Non sono condivisibili poi le doglianza circa il mancato esame delle tabelle ministeriali indicative delle percentuali di invalidità per minorazioni e malattie invalidanti, in quanto il giudice di appello espressamente (cfr. pag. 3 della sentenza) ha dato atto che il perito ha determinato, in base alle vigenti tabelle, la riduzione della capacità lavorativa della C. nella misura del 45%.

Il ricorso infine è carente anche sotto il profilo dell’autosufficienza, avendo fatto riferimento alle note difensive, contenenti critica delle conclusioni peritali per omessa valutazione di alcune patologie, senza riportarne e trascriverne il contenuto.

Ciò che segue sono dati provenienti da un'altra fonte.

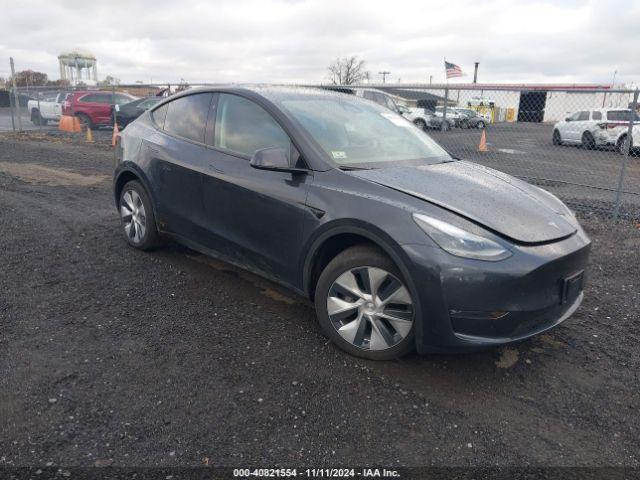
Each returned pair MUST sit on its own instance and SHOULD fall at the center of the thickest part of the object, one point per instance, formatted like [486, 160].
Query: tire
[383, 322]
[421, 124]
[588, 142]
[621, 145]
[85, 120]
[137, 218]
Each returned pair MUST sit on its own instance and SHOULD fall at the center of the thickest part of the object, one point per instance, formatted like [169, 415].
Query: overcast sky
[294, 41]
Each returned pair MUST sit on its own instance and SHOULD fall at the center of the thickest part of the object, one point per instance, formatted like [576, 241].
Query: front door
[177, 155]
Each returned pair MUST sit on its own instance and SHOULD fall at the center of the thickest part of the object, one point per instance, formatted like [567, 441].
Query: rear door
[254, 216]
[177, 155]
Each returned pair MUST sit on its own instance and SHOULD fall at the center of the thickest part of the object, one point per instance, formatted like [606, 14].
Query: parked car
[471, 118]
[425, 119]
[399, 245]
[49, 107]
[128, 112]
[596, 128]
[93, 107]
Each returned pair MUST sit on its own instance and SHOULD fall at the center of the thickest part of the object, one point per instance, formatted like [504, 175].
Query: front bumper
[468, 304]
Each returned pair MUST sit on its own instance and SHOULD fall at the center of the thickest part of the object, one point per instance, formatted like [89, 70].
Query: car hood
[499, 202]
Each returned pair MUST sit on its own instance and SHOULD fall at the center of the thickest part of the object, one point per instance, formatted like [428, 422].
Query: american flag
[452, 70]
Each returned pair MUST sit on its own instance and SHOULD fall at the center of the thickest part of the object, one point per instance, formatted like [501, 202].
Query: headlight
[460, 242]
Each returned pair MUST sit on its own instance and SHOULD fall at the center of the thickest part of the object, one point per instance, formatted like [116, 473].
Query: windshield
[363, 134]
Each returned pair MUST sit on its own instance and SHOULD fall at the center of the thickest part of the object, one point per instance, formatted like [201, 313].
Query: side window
[159, 114]
[187, 116]
[91, 98]
[244, 127]
[583, 116]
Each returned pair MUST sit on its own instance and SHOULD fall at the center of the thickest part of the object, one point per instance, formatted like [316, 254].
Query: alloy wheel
[370, 308]
[134, 218]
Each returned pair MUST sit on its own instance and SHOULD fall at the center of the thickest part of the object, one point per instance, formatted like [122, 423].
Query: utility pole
[15, 93]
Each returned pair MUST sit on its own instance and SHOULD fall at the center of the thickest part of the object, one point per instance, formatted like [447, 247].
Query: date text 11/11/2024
[315, 473]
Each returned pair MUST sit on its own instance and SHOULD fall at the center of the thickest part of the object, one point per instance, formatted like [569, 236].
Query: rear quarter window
[187, 116]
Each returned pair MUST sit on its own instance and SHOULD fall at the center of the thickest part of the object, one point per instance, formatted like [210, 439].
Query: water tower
[78, 66]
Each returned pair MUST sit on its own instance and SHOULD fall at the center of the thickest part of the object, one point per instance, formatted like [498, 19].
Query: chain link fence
[583, 144]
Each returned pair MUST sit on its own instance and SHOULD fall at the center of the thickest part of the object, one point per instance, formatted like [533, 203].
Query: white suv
[594, 128]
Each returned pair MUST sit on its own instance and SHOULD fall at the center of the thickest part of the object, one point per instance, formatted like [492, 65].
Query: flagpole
[446, 97]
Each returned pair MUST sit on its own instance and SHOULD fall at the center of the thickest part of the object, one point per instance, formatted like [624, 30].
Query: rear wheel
[136, 215]
[588, 142]
[364, 306]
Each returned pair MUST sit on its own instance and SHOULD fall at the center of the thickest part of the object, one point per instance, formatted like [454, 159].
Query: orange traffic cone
[116, 133]
[482, 147]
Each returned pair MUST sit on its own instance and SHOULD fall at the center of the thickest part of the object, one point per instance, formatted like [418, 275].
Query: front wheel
[137, 218]
[588, 142]
[364, 306]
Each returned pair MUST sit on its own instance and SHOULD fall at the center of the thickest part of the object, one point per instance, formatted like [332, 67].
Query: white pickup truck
[48, 108]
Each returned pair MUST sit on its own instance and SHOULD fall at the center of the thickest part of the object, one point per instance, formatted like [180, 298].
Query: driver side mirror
[274, 158]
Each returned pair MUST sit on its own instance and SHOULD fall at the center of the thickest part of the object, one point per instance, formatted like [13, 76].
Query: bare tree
[347, 71]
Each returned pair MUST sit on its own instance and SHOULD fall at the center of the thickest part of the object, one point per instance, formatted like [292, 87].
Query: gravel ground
[111, 356]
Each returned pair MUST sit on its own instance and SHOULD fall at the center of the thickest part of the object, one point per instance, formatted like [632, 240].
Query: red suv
[94, 108]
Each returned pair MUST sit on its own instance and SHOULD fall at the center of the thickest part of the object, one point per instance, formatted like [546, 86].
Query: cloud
[294, 41]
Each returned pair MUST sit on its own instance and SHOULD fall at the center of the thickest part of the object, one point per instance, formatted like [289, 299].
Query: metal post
[39, 113]
[627, 150]
[15, 93]
[115, 120]
[443, 127]
[13, 120]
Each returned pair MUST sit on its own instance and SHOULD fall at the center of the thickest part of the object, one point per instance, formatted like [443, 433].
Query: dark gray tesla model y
[399, 245]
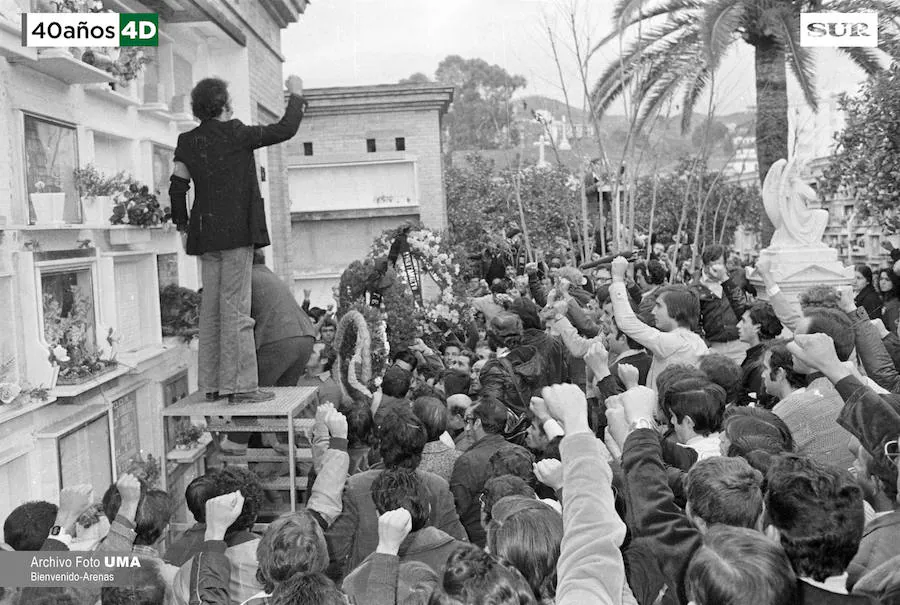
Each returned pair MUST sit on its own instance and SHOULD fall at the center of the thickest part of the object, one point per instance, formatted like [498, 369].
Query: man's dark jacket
[228, 210]
[719, 316]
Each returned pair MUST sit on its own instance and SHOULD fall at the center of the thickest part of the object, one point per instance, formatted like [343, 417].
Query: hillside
[658, 151]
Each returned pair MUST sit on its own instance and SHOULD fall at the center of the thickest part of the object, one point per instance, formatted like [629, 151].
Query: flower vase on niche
[48, 206]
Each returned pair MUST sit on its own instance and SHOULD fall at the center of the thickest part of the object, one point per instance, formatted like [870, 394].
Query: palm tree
[679, 45]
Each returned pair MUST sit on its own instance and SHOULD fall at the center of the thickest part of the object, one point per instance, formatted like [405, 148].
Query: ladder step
[266, 454]
[284, 484]
[260, 425]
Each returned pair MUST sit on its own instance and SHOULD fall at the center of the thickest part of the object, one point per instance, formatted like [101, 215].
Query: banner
[400, 251]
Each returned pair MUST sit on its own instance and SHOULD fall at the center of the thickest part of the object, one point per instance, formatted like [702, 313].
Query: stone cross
[540, 143]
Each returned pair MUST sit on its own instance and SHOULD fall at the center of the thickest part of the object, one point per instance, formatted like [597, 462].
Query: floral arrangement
[434, 257]
[139, 207]
[188, 436]
[92, 183]
[354, 360]
[147, 470]
[180, 311]
[126, 66]
[68, 340]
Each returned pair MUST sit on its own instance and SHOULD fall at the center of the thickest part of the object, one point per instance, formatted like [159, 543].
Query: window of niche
[136, 301]
[69, 318]
[163, 165]
[153, 90]
[51, 156]
[112, 154]
[183, 75]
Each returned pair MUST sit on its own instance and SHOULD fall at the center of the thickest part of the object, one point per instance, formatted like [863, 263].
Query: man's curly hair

3. In conclusione il ricorso è destituito do fondamento e va rigettato. Nessuna pronuncia va emessa per le spese del giudizio di cassazione, ricorrendo i presupposti di cui all’art. 152 disp. att. c.p.c., nella sua formulazione precedente alle modifiche introdotte con il D.L. n. 269 del 2003, art. 42 (convertito nella L. n. 326 del 2003), applicabile, ratione temporis, con riferimento ai giudizi il cui ricorso introduttivo della fase di primo grado sia successivo al 2 ottobre 2003 (data di entrata in vigore del D.L. n. 269 del 2003), laddove nel caso di specie il ricorso introduttivo è stato depositato il 12 novembre 2002 (in questo senso Cass. n. 27323 del 2005; Cass. n. 6324 del 2004; Cass. n. 4657 del 2004).

P.Q.M.

La Corte rigetta il ricorso. Nulla per le spese.

Così deciso in Roma, il 3 maggio 2011.